Small commercial (21-100 head): All critical and high-priority measures are non-negotiable. Add a visitor logbook, vehicle disinfection, and a written biosecurity protocol. Budget PHP 50,000-120,000.

Medium commercial (100-500 head): Full checklist implementation plus shower-in/shower-out protocols, CCTV, and a dedicated quarantine facility. Engage a veterinary consultant for annual review. Budget PHP 150,000-400,000 plus operational costs.

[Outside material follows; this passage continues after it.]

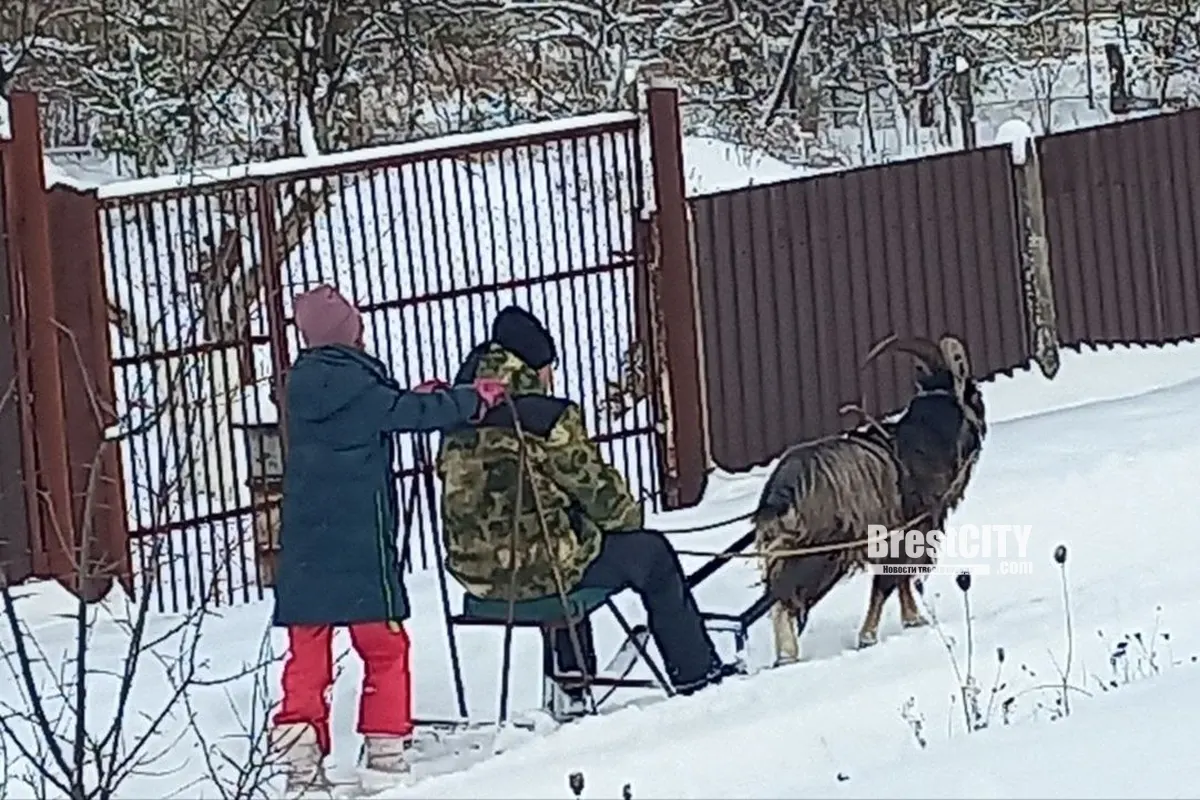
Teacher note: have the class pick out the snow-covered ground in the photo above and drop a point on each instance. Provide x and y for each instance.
(1102, 459)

Regardless of scale, the underlying principle is consistent: the cost of biosecurity measures is a fraction of the cost of herd loss. The ASF experience demonstrated this across the Philippine swine industry, and the operations that have rebuilt successfully are those that incorporated biosecurity as a permanent operational cost rather than an optional expense.

Bisaya / Cebuano

Ang ASF wala pa nahunong sa Pilipinas — endemic pa gihapon. Mao nga ang biosecurity dili optional, kinahanglan gyud matag adlaw. Ang pinakaimportante: ayaw pagpalit og baboy gikan sa wet market o sa dalan. Pagpalit lang gikan sa BAI-certified nga ASF-free zone ug pangayo og veterinary health certificate. Butangi og footbath ang entrance sa imong farm ug ilisi ang solusyon matag adlaw. Kung naay mamatay nga baboy nga wala tino ang hinungdan, i-report dayon sa municipal veterinarian. Mas barato ang pag-invest sa biosecurity kaysa mawala ang tanan nimong baboy.